Why is it a problem that people are getting the wrong end of the stick like this? Because it skews the entire debate. How are we going to get anywhere if we start off from the wrong - in fact, from non-existent - premises?

2 comments:

Suleman said...

How is this not weird, Leisha. Nobody is denying the right to marry, that part is true, but why enforce a certain age limit on it or make it a requirement for it. Why twist their arm to marry only from this region. why make it so difficult for them to live together where they think they can make and have a better life. Why legislate and institutionalize such a thing.

The democratic societies, allow for and encourage the difference of opinion. Everyone is entitled to their opinions and perspectives. Can education cure or remedy this? I think, the very foundation of educated and liberal societies is free thinking. It is when you're allowed to think freely, you're truly educated, which in fact breeds the difference of opinions or perspectives. Do we really think, how we think is the only and the best way of thinking.

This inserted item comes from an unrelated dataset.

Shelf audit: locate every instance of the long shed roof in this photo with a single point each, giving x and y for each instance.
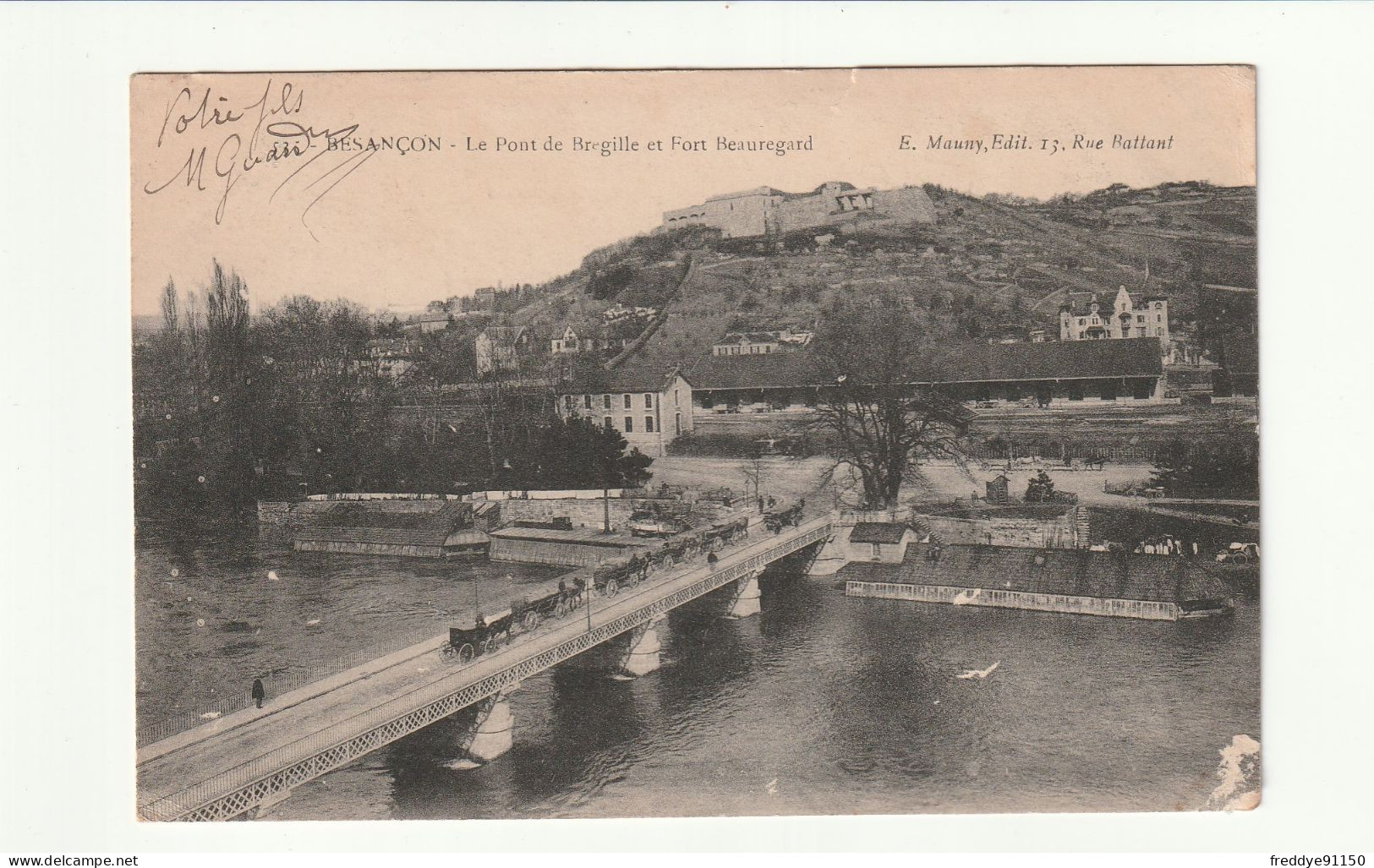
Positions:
(1035, 570)
(967, 363)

The freedom would be reduced to the freedom of speech (that I doubt as well), and all else would be taken away, ... gradually and slowly. The freedom to have families as and when desired, the freedom to have or practice religion, or the freedoms and rights to abode.

Sometimes I am shocked at the insecurities people feel here.

Anonymous said...

I don't know all the details of this, but from what you've said, Leisha, it sounds pretty reasonable to me. I disagree with the bit about "why can't they go live somewhere else", because you could say that about genuinely unfair rules as well, for example "We don't want Norwegians in American, why can't they go live in Norway?" which would of course be very discriminatory. However, saying that you have to complete high school and a year of college before you can bring in a foreign citizen to be your spouse sounds pretty reasonable to me. If you can't support your spouse, that means everyone else is supporting your spouse, and that is unfair to everyone else. Obviously there will be people who technically qualify but in reality cannot support the person, but it sounds like this rule is intended to severely limit the number of those people, which the government has every right to do.